Indecision and Claustrophobia

Raymond H. Gehl


Indecision is the inability of the ego to make a choice and carry it out. It follows the rule of multiple functioning in that it may serve as a defence, a symptom, a source of gratification of passive-aggressive needs, or an adaptive interlude before commitment or action. Indecision may be caused when it is pathological by the sexualization and aggressivization of the ego functions involved in decision-making, thus bringing them directly or through displacement under the influence of phallic,

anal or oral anxieties and guilts.

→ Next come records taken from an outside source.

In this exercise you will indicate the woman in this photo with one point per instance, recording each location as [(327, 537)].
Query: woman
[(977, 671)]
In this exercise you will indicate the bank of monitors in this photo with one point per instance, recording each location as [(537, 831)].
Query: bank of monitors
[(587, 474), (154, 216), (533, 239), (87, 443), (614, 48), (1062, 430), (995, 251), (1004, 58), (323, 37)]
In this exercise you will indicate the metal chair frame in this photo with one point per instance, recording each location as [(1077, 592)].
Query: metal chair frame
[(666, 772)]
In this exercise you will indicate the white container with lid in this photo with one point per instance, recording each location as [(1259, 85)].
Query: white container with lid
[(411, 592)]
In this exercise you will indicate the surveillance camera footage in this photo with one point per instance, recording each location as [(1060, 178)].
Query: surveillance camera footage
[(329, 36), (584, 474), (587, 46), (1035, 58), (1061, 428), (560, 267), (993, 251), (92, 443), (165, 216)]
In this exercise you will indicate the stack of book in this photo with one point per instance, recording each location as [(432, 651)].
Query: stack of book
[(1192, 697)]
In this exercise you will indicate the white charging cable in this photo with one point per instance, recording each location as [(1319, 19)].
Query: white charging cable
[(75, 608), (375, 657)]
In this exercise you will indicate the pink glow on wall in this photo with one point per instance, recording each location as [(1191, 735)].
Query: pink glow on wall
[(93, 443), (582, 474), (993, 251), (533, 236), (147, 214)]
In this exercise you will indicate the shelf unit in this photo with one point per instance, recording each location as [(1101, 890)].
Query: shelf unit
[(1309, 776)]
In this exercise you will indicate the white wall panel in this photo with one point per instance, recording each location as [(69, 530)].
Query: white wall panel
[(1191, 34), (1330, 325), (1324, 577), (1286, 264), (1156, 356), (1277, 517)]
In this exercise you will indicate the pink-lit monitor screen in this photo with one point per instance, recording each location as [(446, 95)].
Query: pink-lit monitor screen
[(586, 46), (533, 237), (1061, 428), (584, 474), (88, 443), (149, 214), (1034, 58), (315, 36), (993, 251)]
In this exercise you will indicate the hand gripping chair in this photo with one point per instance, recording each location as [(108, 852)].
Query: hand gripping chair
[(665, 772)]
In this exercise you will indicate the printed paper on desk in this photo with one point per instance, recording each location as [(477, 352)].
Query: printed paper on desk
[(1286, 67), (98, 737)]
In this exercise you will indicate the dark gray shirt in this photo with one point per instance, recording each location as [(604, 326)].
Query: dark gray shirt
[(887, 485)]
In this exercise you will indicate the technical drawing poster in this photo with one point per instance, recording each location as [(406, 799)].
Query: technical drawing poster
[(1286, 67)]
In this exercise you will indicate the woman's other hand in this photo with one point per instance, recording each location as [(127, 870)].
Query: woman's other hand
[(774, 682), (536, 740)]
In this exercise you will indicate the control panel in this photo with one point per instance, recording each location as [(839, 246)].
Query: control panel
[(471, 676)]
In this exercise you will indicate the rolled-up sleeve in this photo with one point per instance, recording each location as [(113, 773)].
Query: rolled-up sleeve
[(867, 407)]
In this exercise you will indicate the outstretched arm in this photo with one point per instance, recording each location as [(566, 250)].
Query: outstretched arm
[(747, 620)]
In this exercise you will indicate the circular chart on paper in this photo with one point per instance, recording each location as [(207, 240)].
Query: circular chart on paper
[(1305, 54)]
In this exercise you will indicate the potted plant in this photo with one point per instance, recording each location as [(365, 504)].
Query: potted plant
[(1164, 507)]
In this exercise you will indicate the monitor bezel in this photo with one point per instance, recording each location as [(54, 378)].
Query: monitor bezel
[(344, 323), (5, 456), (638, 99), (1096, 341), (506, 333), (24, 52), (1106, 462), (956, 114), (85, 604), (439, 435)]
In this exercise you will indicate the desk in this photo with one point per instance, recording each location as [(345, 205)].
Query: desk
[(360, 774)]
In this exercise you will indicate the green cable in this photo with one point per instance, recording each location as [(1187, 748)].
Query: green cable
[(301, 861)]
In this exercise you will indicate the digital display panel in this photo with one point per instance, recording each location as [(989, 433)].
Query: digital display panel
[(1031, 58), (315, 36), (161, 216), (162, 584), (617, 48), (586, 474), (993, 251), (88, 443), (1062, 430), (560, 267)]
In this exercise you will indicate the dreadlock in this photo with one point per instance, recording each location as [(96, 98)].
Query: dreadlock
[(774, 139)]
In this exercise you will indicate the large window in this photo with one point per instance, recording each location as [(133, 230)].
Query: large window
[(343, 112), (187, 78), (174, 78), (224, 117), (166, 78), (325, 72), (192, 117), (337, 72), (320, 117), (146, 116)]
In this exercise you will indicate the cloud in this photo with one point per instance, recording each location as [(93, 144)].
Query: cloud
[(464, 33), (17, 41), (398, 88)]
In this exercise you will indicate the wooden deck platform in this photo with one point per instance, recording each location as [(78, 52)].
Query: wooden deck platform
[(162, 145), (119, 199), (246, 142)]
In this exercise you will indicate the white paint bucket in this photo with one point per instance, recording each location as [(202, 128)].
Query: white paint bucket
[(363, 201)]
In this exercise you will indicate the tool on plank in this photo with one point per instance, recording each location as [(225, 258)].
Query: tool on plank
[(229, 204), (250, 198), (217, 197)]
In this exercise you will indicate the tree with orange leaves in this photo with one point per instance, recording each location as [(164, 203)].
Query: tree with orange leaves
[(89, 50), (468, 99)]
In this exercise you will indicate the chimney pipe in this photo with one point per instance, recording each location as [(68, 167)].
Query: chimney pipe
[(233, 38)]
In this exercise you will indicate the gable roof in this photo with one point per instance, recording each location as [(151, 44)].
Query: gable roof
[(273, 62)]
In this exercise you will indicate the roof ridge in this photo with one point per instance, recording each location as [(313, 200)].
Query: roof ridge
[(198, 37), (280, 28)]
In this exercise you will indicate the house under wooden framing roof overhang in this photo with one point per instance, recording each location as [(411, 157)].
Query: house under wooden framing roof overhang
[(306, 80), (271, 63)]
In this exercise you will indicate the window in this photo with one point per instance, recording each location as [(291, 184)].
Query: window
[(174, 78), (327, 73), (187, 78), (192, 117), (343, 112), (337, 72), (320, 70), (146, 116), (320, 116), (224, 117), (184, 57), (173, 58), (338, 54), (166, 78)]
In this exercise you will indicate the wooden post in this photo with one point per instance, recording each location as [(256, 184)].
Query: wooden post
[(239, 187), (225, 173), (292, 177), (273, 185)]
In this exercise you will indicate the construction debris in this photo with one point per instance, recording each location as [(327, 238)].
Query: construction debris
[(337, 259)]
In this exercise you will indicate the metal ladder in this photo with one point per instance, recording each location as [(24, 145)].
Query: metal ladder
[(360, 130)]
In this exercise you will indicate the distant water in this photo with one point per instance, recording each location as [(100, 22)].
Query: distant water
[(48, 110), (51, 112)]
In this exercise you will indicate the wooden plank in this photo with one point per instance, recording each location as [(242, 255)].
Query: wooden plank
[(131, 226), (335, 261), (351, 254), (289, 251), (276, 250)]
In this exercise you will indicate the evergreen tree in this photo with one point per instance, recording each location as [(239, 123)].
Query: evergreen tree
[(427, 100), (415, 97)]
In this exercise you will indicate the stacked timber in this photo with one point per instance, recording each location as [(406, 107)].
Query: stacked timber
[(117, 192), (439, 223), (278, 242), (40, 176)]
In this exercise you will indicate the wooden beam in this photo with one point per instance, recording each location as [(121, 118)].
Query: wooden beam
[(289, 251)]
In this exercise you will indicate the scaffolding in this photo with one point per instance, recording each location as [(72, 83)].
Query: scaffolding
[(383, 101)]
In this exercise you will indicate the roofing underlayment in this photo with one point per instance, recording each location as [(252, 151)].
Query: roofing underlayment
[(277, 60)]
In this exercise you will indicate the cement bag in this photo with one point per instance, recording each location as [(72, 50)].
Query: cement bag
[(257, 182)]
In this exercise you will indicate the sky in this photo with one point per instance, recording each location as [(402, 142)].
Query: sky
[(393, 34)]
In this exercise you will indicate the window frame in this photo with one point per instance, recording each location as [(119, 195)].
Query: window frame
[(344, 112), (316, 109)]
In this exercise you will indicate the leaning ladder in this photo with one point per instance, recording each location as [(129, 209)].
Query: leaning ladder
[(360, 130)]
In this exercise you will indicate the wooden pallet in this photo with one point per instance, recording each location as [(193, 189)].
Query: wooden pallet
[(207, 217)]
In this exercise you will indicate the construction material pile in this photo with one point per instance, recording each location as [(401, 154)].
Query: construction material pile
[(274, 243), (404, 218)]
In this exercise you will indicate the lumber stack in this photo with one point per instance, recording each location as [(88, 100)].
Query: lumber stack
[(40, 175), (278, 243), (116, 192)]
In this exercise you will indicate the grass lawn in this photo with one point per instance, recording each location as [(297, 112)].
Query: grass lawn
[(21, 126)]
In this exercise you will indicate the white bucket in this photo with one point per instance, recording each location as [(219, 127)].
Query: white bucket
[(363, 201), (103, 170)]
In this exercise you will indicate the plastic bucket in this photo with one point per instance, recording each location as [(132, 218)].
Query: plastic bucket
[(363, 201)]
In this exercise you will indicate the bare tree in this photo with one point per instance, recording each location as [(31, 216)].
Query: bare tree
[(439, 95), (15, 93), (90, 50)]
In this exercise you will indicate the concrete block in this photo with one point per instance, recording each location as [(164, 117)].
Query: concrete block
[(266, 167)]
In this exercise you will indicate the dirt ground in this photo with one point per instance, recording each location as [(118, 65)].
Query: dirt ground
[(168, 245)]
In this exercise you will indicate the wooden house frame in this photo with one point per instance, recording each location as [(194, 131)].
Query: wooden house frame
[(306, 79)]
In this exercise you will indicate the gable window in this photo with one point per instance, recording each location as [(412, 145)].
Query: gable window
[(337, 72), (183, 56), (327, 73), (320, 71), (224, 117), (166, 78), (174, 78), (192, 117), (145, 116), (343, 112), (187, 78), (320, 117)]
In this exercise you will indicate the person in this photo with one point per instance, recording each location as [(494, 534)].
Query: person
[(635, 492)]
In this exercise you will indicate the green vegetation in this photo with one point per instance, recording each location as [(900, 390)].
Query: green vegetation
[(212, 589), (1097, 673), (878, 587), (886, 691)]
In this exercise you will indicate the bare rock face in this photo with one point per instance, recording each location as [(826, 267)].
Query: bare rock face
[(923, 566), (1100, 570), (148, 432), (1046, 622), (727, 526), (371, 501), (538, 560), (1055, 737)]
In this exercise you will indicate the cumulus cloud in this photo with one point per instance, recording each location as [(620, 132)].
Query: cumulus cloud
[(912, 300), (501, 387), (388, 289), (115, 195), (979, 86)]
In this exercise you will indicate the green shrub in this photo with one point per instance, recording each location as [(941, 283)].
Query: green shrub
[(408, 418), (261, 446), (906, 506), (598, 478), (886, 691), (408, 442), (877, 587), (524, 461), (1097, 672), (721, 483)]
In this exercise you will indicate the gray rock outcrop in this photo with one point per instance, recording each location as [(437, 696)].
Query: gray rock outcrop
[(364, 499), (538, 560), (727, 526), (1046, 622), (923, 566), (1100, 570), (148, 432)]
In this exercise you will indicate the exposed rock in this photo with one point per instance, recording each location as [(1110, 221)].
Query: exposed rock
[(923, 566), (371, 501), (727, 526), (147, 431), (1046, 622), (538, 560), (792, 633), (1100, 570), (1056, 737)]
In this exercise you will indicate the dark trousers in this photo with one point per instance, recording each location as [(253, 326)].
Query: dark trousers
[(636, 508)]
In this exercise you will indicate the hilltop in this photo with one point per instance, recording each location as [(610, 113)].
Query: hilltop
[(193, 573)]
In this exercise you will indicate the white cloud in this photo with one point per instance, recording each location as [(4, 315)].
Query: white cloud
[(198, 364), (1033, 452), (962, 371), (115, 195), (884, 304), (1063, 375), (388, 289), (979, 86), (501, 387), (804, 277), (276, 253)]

Indecision is evidenced by the presence of doubt (cognitive), self-doubt, mistrust and feelings of uncertainty. The clinical syndromes in which such doubts arise run the gamut of psychopathology since making a decision and acting on it require the efficient operation of the autonomous ego (intelligence, rationality, intentionality, etc.), the organizing, synthetic and neutralizing functions, reality testing and the adaptational aspects of defence. Any conflictual process which interferes with these functions will interfere with the decision-making potential of the ego. States of indecision may lead to compulsive, impulsive, counterphobic or un realistic commitment or action taken in an attempt to alleviate the doubt. States of indecision may result from the need to avoid commitment and action as demonstrated in the case material in this paper where phobic anxiety and underlying claustrophobic fantasies are present. A particular event in the outside world may set off a chain of doubt because of its historical, symbolic as well as affective relationship to earlier unresolved conflicts.